Peace and justice for Colombia?

Peace and justice for Colombia?©Luis Acosta
A woman cries during demonstrations for immediate application of the peace accords, Bogota, November 18, 2016
3 min 4Approximate reading time

In Colombia, FARC rebels and the government last week signed a revised peace deal to end half a decade of civil war. But the opposition says changes are only cosmetic, and it is not clear how justice will be applied to certain sections of the army.

“Unanimity is not possible”, chief government negotiator Humberto de la Calle had already warned. The peace agreement, narrowly rejected by voters on October 2 and signed in revised form on November 24, continues to divide Colombians. After studying its 310 pages, the opposition gave its verdict. The changes, according to opposition leader and former president Alvaro Uribe, are just cosmetic. “The government is trying to fool the public,” he said. Uribe’s supporters criticize the government of President Juan Manuel Santos for not sufficiently revising the justice chapter of the peace accord. The Federation of Colombian Victims of the Guerillas (FEVCOL) had called for 5-year prison sentences for FARC leaders and for them to be barred from election during that time. But these demands have not been met. 

At the negotiations in Havana, this issue was key, as Colombian jurist Rodrigo Uprimny reminds us in a recent interview with JusticeInfo. “Even if I initially supported the idea of prison sentences, the FARC’s arguments against them are valid,” he said. “It is partly a question of dignity, because negotiating and then letting yourself be jailed by the enemy is to capitulate. The accord obliges them to recognize their wrongs and compensate victims, without going through that humiliation. And restorative punishments are more useful than jail. Their other argument is pragmatic: How could they direct the disarmament process from prison and ensure that the troops respect it?” 

Transitional justice

The revised accord details the way transitional justice is to work. The text stresses that the Special Jurisdiction for Peace, to be set up under the agreement, will have full means to investigate FARC crimes, so as to ensure full confessions. Without full confessions, the rebels will not get the lighter punishment of “restricted freedom” for 5-8 years. An explanation is given of “restricted freedom”.  FARC rebels may be forbidden to go beyond the village where they surrender their arms. The special court will set the hours during which they must carry out their restorative sentences, such as demining,  and will set the times and conditions under which they can  move beyond their restricted area. The Marxist rebel group also promises to declare all its assets, to compensate victims. 

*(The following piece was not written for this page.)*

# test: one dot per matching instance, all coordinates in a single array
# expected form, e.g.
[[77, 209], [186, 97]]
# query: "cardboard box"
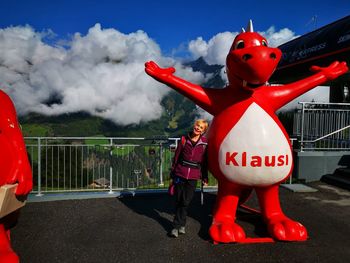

These clarifications go some way to answering the concerns of Human Rights Watch, which said the first accord was too vague on these points, and the Prosecutor of the International Criminal Court who welcomed the peace deal but said that “the paramount importance of genuine accountability – which by definition includes effective punishment – in nurturing a sustainable peace cannot be overstated. There are still weaknesses in the accord. It says that the rebels, even if they are convicted, can still sit in Parliament. “In effect, they will still be free,” says Colombian Senator Sofia Gaviria, who heads the FEVCOL and is sister of a governor killed in captivity by the FARC in 2004. 

Victims

In addition, the new agreement seems to restrict the possibilities for the Special Jurisdiction for Peace to convict those who ordered the crimes, including the military, which was responsible for numerous extrajudicial executions. Giving in to pressure from a group of army officers, the government removed, a few hours before the signing ceremony, a paragraph citing Article 28 of the Rome Statute saying that officers and leaders of the armed group would be held accountable for crimes of their subordinates if they had explicit knowledge of the facts or should have done so given their position. This part has been replaced by wording to reassure the army. Only those who were in a position to “exercise real control over their subordinates in relation to the execution of a crime” may be convicted, and only if they were “informed of it before, during and after”. The FARC rejects this last minute change. “We think this will be a source of concern for the victims and the ICC Prosecutor,” they said in a statement that was hardly picked up in Colombia. “We wish to state that we oppose it.”   

If the FARC’s desire to tell the truth appears sincere, the same cannot be said of the army. Several Generals and Colonels are currently under investigation for executions, massacres and disappearances, and refuse to recognize their criminal responsibility. The army is implicated in thousands of “false positive” cases, a practice that involved killing civilians and passing them off as rebels killed in combat. A recent report by the National Centre for Historical Memory estimates that Colombia has 60,600 disappeared people, more than all the dictatorships on the continent. Many of them were victims of this dirty war, on which the country’s élite are clearly refusing to shed light.